Seems it wasn’t that long ago – 2005, to be precise – that The Plaza closed for major refurbishments inside and out. The spruced up property reopened with a flourish in 2008 housing hotel rooms, condominiums and a high-end shopping mall that has since morphed into the wildly – and deservedly – popular Plaza Food Hall and Todd English Food.
So why is this 1907 landmark swaddled in a pale white scrim, the kind that signals heavy-duty construction work instead of an artwork by Christo?
“Apparently the exterior work was not good enough,” a desk attendant told me when I stopped by to see the wrappings.
It seems a slab of concrete – a big one – fell from the façade recently. Fortunately, no one was killed. But to prevent a repeat performance, the exterior is being restored once again, a process expected to last at least a year.
As construction scrims go, the Plaza’s is a beauty.

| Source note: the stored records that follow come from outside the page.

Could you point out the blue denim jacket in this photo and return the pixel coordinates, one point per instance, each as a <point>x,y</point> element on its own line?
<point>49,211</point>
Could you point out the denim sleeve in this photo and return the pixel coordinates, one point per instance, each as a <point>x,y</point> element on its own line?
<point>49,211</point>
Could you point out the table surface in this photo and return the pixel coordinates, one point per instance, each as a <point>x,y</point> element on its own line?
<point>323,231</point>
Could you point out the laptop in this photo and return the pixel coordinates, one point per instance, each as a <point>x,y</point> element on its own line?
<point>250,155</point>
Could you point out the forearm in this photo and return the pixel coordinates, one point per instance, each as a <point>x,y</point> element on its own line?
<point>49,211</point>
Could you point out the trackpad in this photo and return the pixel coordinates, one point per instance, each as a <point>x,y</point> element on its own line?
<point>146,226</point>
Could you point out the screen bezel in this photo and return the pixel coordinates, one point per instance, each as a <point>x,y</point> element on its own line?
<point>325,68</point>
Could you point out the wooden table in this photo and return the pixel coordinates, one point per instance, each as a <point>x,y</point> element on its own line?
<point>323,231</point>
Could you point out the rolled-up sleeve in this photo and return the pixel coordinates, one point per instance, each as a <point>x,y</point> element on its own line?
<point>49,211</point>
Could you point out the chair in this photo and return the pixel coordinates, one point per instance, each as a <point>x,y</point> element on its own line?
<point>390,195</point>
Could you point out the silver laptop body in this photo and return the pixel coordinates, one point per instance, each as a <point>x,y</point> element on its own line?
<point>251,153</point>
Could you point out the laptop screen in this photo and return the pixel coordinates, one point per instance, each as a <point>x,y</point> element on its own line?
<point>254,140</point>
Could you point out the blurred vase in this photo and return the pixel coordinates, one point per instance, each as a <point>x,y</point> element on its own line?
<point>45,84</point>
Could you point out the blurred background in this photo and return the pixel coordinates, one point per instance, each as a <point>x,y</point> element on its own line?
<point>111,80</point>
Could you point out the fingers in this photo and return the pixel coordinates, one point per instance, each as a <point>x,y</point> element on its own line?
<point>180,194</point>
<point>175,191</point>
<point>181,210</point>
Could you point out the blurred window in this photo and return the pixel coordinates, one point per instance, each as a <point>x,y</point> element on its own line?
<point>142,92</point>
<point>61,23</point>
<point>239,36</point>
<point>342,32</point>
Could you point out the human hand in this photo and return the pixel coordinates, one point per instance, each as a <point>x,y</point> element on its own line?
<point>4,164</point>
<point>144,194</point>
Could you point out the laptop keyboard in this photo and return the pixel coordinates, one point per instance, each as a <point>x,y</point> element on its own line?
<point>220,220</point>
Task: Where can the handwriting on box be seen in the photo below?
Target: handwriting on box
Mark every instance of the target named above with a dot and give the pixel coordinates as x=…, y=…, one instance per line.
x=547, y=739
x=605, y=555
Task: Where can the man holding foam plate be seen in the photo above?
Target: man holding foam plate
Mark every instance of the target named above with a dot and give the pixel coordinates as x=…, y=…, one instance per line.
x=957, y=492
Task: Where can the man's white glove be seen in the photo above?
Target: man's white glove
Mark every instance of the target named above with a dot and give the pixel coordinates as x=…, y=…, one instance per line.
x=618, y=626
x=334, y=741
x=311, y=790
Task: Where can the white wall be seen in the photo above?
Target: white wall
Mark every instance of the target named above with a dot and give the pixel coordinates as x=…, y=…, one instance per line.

In a spectacular display of trompe l’oeil craftsmanship, the scrim shielding the front of the building has been painted to look exactly
like the hotel. From a distance you almost don’t realize you’re looking at a life-size artist’s rendering of Henry Janeway Hardenberg’s iconic Fifth Avenue chateau. Every window, gable and turret is in place, amplified by shadings of pale Plaza green.
Zero in closer to the hotel, however, and it’s clear that the Plaza is once again a construction site, at least on the outside.
And on the inside? Hotel guests in rooms facing south may find themselves gazing out onto scaffolding as well as the classic cityscape that includes Bergdorf Goodman, Rockefeller Center and the spire of St. Patrick’s Cathedral, a desk attendant says.
Update: I’m happy to report that The Plaza scrim, clever as it was, is gone and the hotel is once again on full view.